Getting past the night watchman and his dog had been easy.-EXTENDS STRING LENGTH BY 0x25 BYTES-
- The resource index table needs to shift forward 0x25 bytes on the offsets for pointers #7 through #28, offsets for pointers previous to #7 are left unchanged.

- The container's lookup table offset in the first 4 bytes needs to be increased by 0x25 bytes, from d2f00400 (0x4f0fd2) to f7f00400 (0x4f0f7)

- The file lookup table at offset 0x4f0f7, which contains the pairs of offsets and chunk sizes for every text resource, needs to increase by 0x25 bytes the size of the resource just changed (Text Resource 3257), and to also shift forward 0x25 bytes on the offsets of every subsequent resource until EOF.

This is it, but the game will crash nonetheless.

If there is anything at all about what I just described that you disagree with or any misstep in it or the attached samples, please let me know. Like I said initially, I'm fairly confident about what I found and what needs to be changed, but somehow it still crashes the game in some instances (not all), so obviously that something else besides the things described above needs to be fixed, I just don't see what yet.

Thanks for taking the time to help out, much appreciated.
Last edited by ner0 on Thu Jan 05, 2023 12:22 am, edited 2 times in total.
ner0
Posts: 15
Joined: Sat Jan 16, 2016 9:53 pm

Re: Broken Sword 2 - The Smoking Mirror (1997 Original, NOT-Remastered)

Post by ner0 »

So, it turns out that it was a math problem after all, but possibly not what would be expected - game engine parsing specificity, not defined by the file structure itself.

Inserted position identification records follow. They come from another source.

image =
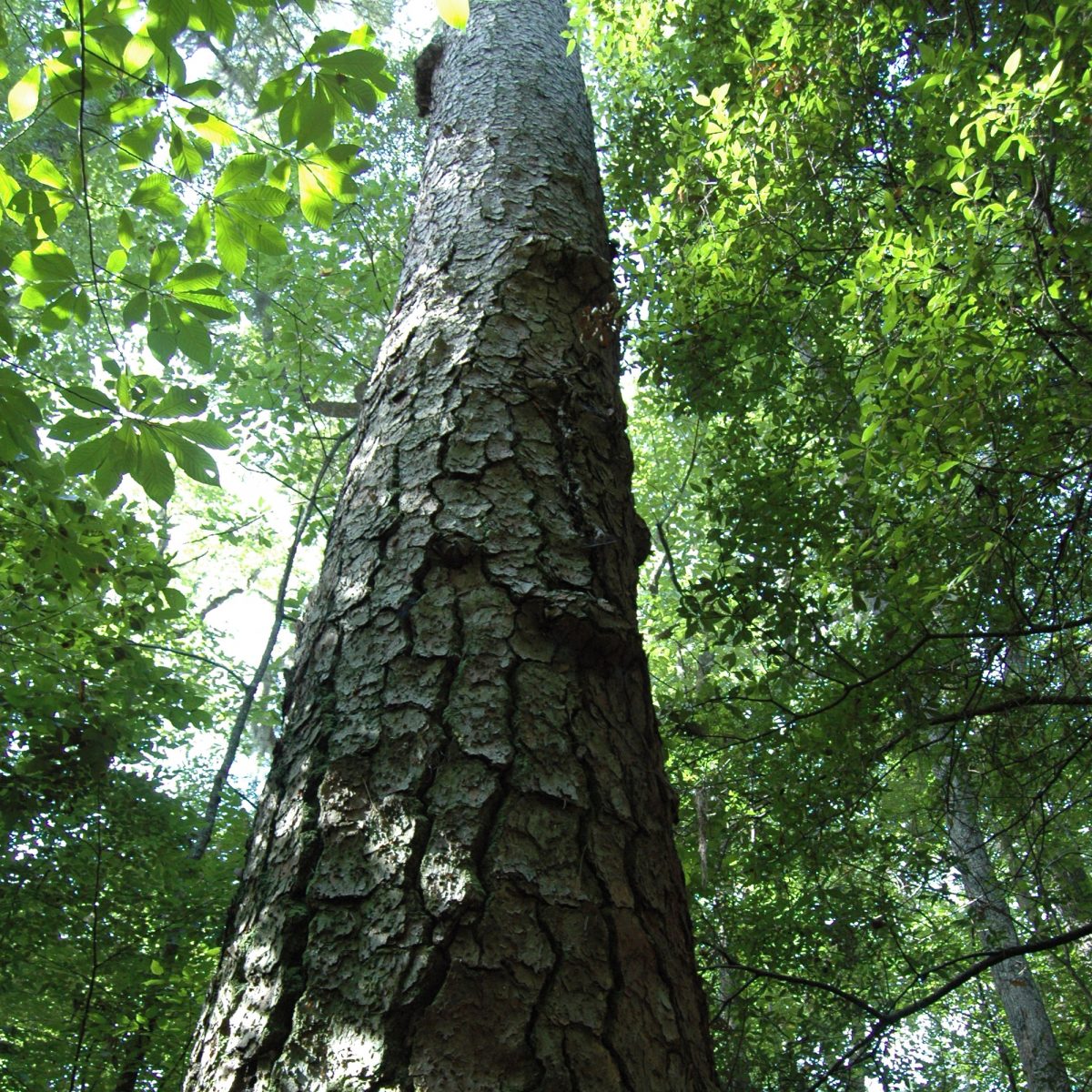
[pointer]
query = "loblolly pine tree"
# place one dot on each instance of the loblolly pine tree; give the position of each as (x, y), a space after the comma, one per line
(462, 874)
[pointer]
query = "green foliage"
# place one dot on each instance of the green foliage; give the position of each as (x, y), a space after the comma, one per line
(861, 258)
(184, 266)
(86, 261)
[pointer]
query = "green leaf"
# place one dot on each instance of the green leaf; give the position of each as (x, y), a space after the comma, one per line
(136, 146)
(156, 192)
(230, 248)
(361, 64)
(86, 458)
(74, 427)
(23, 97)
(194, 339)
(199, 232)
(453, 12)
(163, 344)
(208, 434)
(150, 468)
(126, 230)
(180, 402)
(196, 277)
(86, 398)
(217, 16)
(129, 109)
(206, 303)
(243, 170)
(44, 170)
(137, 54)
(47, 263)
(164, 260)
(192, 460)
(315, 200)
(278, 90)
(136, 309)
(260, 200)
(186, 157)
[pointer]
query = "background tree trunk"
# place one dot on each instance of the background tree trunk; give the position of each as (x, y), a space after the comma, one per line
(462, 874)
(1044, 1069)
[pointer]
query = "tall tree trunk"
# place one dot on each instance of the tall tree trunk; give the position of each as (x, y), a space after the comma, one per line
(462, 875)
(1044, 1069)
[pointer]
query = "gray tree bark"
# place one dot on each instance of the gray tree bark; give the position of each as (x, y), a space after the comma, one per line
(462, 874)
(1044, 1068)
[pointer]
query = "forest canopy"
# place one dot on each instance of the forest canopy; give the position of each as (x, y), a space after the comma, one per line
(854, 278)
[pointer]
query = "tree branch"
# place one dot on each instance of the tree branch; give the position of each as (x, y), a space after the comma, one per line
(888, 1020)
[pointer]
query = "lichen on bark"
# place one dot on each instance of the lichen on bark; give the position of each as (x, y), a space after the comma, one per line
(462, 874)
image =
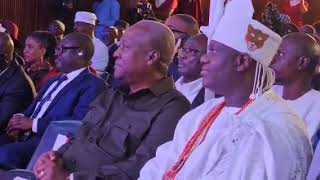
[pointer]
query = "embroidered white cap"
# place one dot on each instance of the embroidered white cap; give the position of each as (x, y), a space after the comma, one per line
(215, 14)
(87, 17)
(239, 31)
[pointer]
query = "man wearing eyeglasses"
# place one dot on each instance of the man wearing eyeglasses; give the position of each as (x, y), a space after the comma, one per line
(183, 26)
(189, 66)
(16, 88)
(123, 129)
(85, 22)
(66, 97)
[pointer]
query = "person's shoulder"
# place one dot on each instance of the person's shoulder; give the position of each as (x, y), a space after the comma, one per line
(98, 43)
(91, 78)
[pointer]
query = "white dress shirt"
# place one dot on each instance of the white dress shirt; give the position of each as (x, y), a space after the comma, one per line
(308, 107)
(191, 89)
(71, 76)
(100, 57)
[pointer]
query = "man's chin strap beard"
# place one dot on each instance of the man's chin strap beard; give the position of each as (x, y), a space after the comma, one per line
(263, 81)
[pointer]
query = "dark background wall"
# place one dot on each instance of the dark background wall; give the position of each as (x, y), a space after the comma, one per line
(33, 15)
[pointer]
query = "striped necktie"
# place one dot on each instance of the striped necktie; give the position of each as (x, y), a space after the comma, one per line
(48, 96)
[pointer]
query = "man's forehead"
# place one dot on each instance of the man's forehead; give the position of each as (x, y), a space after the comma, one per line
(176, 24)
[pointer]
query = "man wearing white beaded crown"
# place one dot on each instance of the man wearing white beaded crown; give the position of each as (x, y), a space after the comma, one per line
(249, 134)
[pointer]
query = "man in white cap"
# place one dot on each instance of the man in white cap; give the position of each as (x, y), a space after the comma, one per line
(250, 134)
(85, 22)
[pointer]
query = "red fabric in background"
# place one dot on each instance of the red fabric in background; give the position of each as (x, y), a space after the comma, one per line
(294, 13)
(169, 4)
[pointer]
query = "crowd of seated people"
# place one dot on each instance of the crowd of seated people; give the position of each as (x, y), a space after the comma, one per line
(163, 99)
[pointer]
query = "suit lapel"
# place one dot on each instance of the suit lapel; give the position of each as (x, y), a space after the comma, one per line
(69, 86)
(9, 72)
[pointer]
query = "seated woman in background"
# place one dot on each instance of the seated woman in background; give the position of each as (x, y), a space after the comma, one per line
(39, 56)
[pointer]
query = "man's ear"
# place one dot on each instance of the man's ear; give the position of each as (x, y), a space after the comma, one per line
(243, 62)
(303, 62)
(153, 57)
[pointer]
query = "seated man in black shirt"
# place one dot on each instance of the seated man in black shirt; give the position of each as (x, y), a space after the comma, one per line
(122, 130)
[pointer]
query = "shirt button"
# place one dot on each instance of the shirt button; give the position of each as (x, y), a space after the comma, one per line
(91, 139)
(73, 161)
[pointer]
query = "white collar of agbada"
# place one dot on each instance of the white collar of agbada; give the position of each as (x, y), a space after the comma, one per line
(231, 23)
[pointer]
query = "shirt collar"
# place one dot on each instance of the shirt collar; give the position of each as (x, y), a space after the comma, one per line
(73, 74)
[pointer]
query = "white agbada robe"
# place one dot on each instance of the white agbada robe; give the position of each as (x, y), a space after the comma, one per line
(266, 141)
(308, 107)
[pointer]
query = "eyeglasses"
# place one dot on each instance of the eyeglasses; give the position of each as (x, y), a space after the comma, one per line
(189, 51)
(62, 49)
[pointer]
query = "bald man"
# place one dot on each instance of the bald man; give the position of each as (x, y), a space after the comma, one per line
(66, 97)
(123, 129)
(189, 66)
(183, 26)
(16, 88)
(294, 66)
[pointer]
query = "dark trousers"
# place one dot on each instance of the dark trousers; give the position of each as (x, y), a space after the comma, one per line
(16, 155)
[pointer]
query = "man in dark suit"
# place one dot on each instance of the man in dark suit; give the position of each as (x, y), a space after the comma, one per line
(16, 88)
(65, 97)
(183, 27)
(189, 66)
(122, 130)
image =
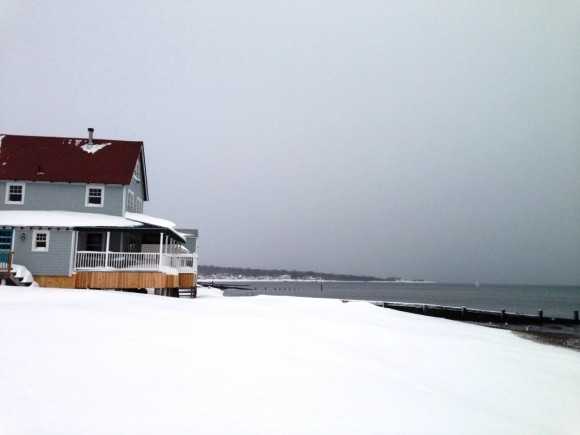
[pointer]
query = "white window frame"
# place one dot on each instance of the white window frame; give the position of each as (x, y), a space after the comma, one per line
(8, 186)
(137, 171)
(35, 234)
(95, 186)
(130, 201)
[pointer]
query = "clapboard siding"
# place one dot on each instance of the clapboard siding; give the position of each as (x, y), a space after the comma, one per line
(54, 262)
(64, 196)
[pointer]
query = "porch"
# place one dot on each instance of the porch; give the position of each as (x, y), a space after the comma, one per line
(132, 259)
(127, 250)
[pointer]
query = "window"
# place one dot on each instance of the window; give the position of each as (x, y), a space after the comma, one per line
(14, 193)
(95, 196)
(95, 242)
(130, 201)
(137, 171)
(40, 241)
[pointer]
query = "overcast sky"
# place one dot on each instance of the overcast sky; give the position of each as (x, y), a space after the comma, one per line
(421, 139)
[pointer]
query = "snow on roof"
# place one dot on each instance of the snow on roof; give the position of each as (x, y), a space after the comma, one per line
(69, 160)
(150, 220)
(66, 219)
(72, 219)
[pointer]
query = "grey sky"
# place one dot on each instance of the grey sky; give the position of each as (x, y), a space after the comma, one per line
(436, 140)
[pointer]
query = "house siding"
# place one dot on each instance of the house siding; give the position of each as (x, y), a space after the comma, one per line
(136, 187)
(64, 196)
(56, 261)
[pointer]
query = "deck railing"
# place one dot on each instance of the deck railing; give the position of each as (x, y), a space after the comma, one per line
(130, 261)
(5, 262)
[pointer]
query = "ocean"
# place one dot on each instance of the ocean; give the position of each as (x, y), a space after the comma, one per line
(555, 301)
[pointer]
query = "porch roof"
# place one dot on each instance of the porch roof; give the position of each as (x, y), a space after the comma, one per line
(86, 221)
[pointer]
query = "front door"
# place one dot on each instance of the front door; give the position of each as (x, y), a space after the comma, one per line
(5, 250)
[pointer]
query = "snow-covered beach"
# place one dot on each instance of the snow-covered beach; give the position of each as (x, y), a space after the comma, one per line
(109, 362)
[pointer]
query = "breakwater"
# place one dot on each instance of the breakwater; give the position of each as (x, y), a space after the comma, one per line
(480, 316)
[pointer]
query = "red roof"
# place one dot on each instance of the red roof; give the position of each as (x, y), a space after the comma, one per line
(69, 160)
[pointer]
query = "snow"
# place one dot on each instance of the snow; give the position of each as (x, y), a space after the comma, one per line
(96, 362)
(62, 219)
(139, 217)
(93, 148)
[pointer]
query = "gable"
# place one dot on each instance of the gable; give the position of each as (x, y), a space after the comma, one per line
(69, 160)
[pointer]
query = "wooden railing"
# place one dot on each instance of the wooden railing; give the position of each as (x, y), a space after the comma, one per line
(88, 260)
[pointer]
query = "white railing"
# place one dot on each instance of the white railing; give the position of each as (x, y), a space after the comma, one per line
(184, 261)
(88, 260)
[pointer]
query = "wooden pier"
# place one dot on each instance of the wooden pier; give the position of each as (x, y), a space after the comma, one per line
(479, 316)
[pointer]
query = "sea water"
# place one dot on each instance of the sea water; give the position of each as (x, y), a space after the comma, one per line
(555, 301)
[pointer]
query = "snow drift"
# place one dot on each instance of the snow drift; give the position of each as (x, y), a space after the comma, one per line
(108, 362)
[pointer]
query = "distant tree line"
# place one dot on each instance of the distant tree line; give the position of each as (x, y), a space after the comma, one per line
(294, 274)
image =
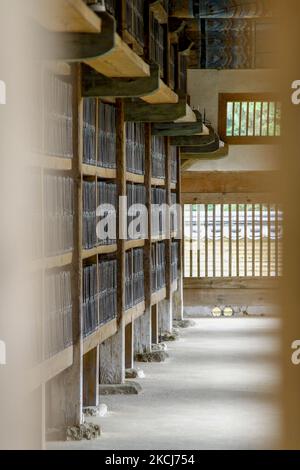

The byte-size of all Text Resources must be divisible by 4, which means that if the length of the text is changed, and the size of the Text Resource is not divisible by 4, then you must add null padding at the end of the resource until it is divisible by 4.

We can use 00000015_edited+fixed.tex.txt as an example though, but first a note that the current bms script skipped the first 10 bytes of every resource it extracted and appended 11 bytes from the beginning of the next, this is incorrect. Which means that the actual length of this particular example should be 0xa + 0x7b5 - 0xb = 0x7ca. Now, 0x7ca is also not divisible by 4, so padding the end with nulls until it reaches 0x7cc would fix it.